Ron’s explanation and dedication of “Don’t Seize the Moment”
Dear Friends,
The above “Don’t Seize the Moment” poem was inspired by this enlightened verse from 18th century English visionary artist and poet William Blake:
“He who binds to himself a joy
Does the winged life destroy;
But he who kisses the joy as it flies
Lives in eternity’s sun rise.”
For millennia mystics have recognized the permanent-impermanence of all forms and experiences in our space/time energetic ‘reality’ – an insight now confirmed by quantum physicists.
Thus Buddhists have realized the futility of ego attachments to fleeting earthly forms and experiences, which are like an ephemeral mirage; and, that all such attachments inevitably lead to suffering. That living love and letting go of ego ultimately matter most in our earth lives.
So Blake’s elegantly enlightened verse is consistent with Buddhist wisdom. And it especially inspired my “Don’t Seize the Moment” line that:
“We never can capture the rapture of NOW”.
The foregoing verses are dedicated to reminding us of the permanent impermanence of everything/everyone/everywhere; and, thereby to encourage us to become ever less attached and judgmental, while leading ever happier lives.
May they inspire us to let go of ego and let life live us as LOVE!
Thereby may we ultimately realize our common spiritual self-identity as Infinite Awareness beyond time – beyond birth and death.
And so shall it be!
Ron Rattner
Divine Time Release Capsules
“Our destiny is Divinity.”
~ Ron Rattner, Sutra Sayings
“Life is a round trip metaphoric journey,
on which we are destined to return to point of origin.
On return, we learn – we never left.”
~ Ron Rattner, Sutra Sayings
Divine Time Release Capsules
Our destiny is Divinity.
Our human body/minds are like
Divine time release capsules
Of ‘congealed’ consciousness encapsulated by karma –
Enveloped by eons of illusory thoughts, words, and deeds
of imagined separation from others, from Nature
and from our ever immanent inner Essence.
But our optical illusion of separation is being released in time,
As our imagined karmic coatings are inevitably dissolving into
The eternal inner Ocean of Universal Awareness.
So, with ever increasing awareness,
In time we are slowly melting
into the mystery of our inner Divinity,
and merging with our eternal Self.
Thus, beyond time –
Beyond ego’s optical illusion of separation –
Our common destiny is Divinity.
And so shall it Be!
Ron’s audio recitation of “Divine Time Release Capsules”
Ron’s Explanation of “Divine Time Release Capsules”
Dear Friends,
Metaphorically we are fellow spiritual space travelers – like “astronauts on a little spaceship called Earth.”
As seemingly mortal humans we are journeying on a planetary “pale blue dot” through a vast and mysterious space/time universe beyond scientific comprehension. Thus our ultimate destiny as space/time travelers is unknown.

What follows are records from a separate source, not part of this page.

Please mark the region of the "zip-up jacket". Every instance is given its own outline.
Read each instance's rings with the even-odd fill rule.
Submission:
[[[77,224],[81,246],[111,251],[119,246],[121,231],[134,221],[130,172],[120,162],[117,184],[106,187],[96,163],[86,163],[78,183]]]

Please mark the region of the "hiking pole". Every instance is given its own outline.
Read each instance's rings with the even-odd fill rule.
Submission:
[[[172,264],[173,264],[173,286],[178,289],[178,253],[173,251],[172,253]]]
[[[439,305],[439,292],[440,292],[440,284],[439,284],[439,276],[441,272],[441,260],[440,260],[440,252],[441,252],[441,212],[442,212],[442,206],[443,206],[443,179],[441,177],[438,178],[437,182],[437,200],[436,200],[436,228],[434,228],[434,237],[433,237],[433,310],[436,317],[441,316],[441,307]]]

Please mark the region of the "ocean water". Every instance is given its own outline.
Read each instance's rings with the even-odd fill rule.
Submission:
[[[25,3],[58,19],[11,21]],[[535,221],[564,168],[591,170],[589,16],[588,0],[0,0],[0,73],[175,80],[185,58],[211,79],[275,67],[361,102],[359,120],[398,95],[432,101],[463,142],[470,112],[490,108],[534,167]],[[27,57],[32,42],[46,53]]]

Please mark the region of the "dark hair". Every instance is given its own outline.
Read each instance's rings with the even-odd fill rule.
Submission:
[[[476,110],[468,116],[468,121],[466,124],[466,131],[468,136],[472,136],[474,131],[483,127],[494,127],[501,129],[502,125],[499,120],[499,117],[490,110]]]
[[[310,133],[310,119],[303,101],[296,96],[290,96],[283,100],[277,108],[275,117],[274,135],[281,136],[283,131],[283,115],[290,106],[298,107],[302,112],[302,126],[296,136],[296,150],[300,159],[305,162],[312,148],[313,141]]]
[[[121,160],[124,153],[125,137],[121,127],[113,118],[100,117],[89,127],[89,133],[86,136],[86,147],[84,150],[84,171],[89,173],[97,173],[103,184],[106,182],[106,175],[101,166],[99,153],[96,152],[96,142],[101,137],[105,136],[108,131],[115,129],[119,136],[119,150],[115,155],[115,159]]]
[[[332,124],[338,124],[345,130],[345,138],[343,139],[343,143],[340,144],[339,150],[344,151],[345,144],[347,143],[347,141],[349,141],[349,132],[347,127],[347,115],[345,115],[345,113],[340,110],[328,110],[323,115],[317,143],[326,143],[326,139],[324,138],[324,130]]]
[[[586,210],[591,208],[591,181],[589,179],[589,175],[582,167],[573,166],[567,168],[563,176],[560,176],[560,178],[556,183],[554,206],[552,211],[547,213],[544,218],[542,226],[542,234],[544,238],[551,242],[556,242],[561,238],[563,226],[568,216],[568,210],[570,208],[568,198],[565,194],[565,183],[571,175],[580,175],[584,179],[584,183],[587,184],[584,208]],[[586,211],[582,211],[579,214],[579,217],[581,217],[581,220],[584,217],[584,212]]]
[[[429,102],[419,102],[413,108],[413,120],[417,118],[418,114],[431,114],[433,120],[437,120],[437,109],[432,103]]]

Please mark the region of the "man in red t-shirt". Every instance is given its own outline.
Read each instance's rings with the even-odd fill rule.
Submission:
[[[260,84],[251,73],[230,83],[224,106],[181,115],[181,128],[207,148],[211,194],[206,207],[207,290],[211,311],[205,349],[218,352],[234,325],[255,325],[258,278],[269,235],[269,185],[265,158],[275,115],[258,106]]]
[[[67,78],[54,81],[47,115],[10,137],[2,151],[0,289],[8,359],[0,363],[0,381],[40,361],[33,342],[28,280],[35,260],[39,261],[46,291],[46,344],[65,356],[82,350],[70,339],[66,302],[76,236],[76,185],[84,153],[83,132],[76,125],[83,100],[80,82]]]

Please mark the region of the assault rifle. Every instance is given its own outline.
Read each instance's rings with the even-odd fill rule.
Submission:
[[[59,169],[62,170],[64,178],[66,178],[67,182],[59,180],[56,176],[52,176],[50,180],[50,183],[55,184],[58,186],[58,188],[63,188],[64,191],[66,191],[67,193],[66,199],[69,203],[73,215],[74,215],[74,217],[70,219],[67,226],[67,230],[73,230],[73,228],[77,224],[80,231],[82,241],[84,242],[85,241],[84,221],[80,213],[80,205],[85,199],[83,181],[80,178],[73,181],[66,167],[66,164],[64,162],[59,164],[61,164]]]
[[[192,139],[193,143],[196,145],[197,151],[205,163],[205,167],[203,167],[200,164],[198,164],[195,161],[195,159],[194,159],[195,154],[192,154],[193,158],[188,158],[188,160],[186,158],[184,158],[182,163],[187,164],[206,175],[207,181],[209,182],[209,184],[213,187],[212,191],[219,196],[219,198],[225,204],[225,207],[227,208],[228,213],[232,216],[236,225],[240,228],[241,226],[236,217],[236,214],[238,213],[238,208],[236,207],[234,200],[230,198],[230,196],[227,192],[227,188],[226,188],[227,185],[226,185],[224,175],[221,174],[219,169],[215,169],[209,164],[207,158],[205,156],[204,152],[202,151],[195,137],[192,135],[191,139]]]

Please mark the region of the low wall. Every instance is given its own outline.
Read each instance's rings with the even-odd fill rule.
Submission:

So often we’re fearful, anxious, or stressed about our uncertain future. To help assuage inevitable anxieties, I have posted the foregoing “Divine Time Release Capsule” verses which metaphorically reveal why we never need to fear or worry. They explain that:
Until now, we have mistakenly perceived, believed and behaved as if we are somatically separated from each other and Nature, and from our sole spiritual essence – which is Infinite Awareness. Consequently, to learn our true Reality and deepest non-dual Self identity, our eternal souls have become unconsciously encapsulated in “self-woven karmic cocoons”, in which we are exploring the Cosmos in mortal human bodies on ‘spaceship Earth’.
Our human bodies are like “space/time soul suits” (comparable to astronauts’ space suits or deep sea divers’ suits). As we so explore this seemingly vast space/time universe (while encapsulated in karmic cocoons), we gradually learn that the Cosmos is but an ever impermanent mental illusion (like an ephemeral mirage).
And as we thus realize that time and space are illusory, our karmic cocoons are gradually but inevitably dissolving and melting (like time release capsules), and merging into an Eternal ocean of Infinite Awareness, which is our ultimate destination. Like beautiful butterflies we are evolving as living metaphors for metamorphosis to emerge totally transformed from self woven cocoons, and fated for ascension to a wonderful new Reality.(https://sillysutras.com/butterflies/)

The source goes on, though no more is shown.